Jules Olitski: Monoprints, 1994-1999

 

American artist Jules Olitski will open the 1999-2000 season at the Thorne-Sagendorph Art Gallery with a lecture and exhibit of his monoprints. Olitski will feature monoprints completed within the last five years for his third exhibition at The Thorne. The exhibit will be on display from Sept. 10 through Oct. 17, 1999.

Olitski, 77, made his mark in the art world in the 1960s, and was heralded as the best living abstract painter by formalist critic Clement Greenberg. He had his first solo exhibition in 1967 at the Corcoran Gallery of Art in Washington, D.C. and in 1969 was the first living artist ever to have a solo sculpture exhibition at the Metropolitan Museum of Art in New York. Considered a color-field painter, Olitski produces works that are freer and less severe than many artists associated with the 1960's abstraction movement. He has experimented with various media during his long career and introduced the use of the industrial spray gun to apply thick layers of paint to large canvases. (left: Paradise Lake II, monoprint)
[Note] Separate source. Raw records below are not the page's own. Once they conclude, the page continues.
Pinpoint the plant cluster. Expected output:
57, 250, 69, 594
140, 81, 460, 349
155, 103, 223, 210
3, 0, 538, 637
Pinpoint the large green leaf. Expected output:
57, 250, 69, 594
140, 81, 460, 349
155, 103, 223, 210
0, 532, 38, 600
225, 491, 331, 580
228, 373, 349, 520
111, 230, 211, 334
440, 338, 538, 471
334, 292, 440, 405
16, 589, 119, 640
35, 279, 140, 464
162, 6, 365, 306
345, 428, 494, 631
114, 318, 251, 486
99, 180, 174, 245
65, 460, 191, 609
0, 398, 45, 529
During the 1990s, Olitski started painting landscapes inspired by sunrises and sunsets at his summer home on New Hampshire's Lake Winnepesaukee and his winter haven in the Florida Keys. When 40 such works were exhibited in 1996 at the Thorne- Sagendorph Art Gallery, "New Yorker" magazine writer Dodie Kazanjian considered Olitski's landscapes more abstract than not and "so gorgeous that they risk critical scoldings."

Similar landscapes are captured in the 40 monoprints painstakingly created by Olitski on metal plates fed through a press at the Hartford Art School at the University of Hartford. Since 1994, Olitski has spent two weeks each year at the Connecticut school creating prints on a Dufa #4 German off-set press, one of four such newspaper presses still operating. in the United States.
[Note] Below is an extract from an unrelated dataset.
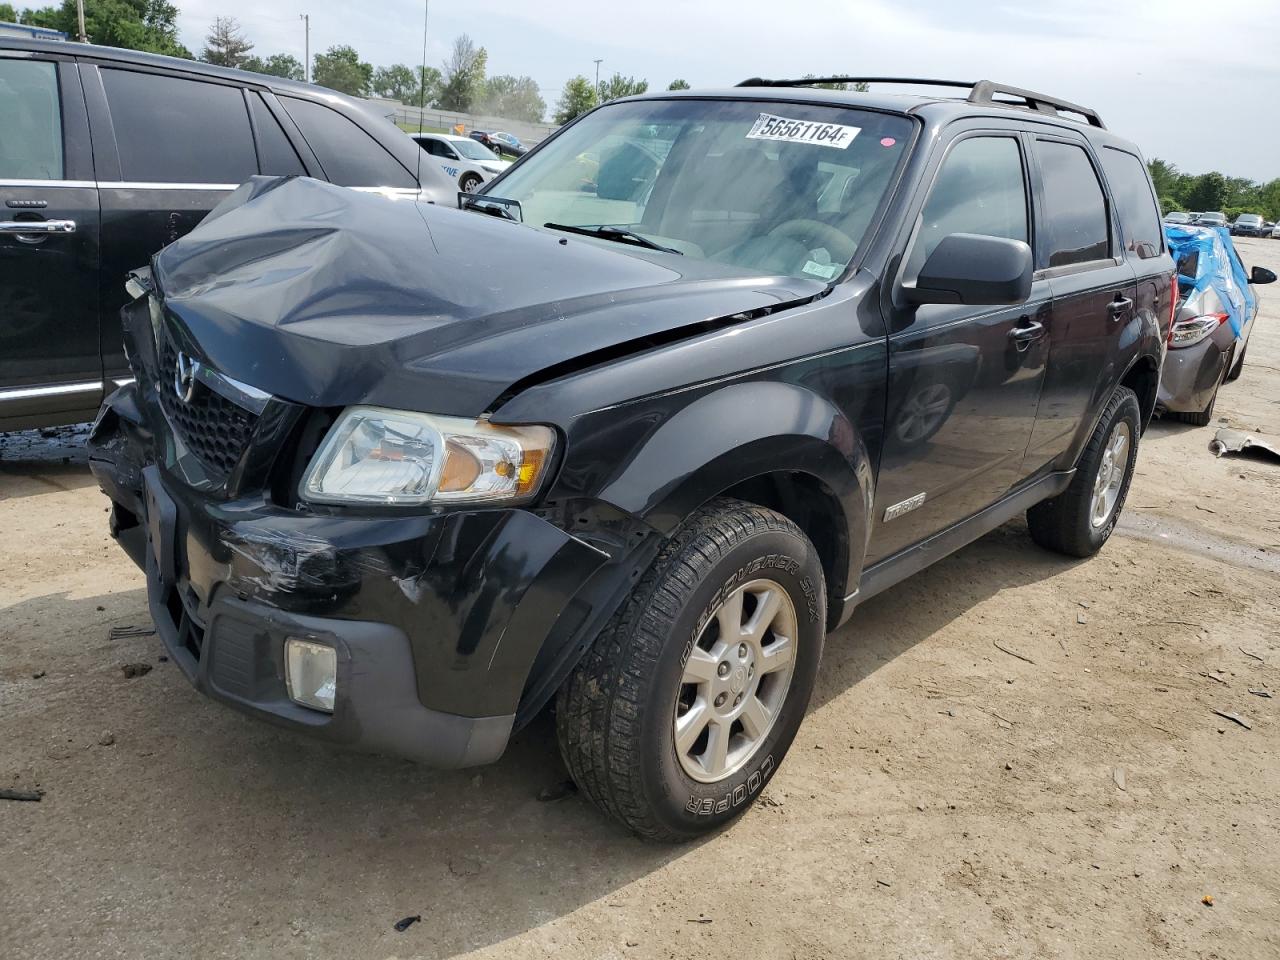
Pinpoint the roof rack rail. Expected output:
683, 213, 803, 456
735, 77, 1106, 129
Olitski paints directly on a single plate that picks up paint, places it on the press' rollers, and then transfers the image to paper, explains artist assistant Kim Colligan, who works with Olitski at a family studio in Jacksonville, VT. Although the monoprints are in color, Olitski uses only a single plate rather than four separate plates used in the 4-color printing process. This makes each monoprint unique allowing for about five or six similar looking prints to be made from the same plate.

It usually takes a day for Olitski to create one monoprint, so during the last five years he has produced around 70 works during his bi-weekly stays at the Hartford Art School. The 40 works in the Thorne exhibit were chosen by Director Maureen Ahern based on size, color, and variation in landscapes.

"I tried to choose five or six from each of the years he's worked at the school to give a balanced overview of his work," explains Ahern. "I also looked for things that were different from the work in the 1996 exhibit, for example, he's added figures to his landscapes."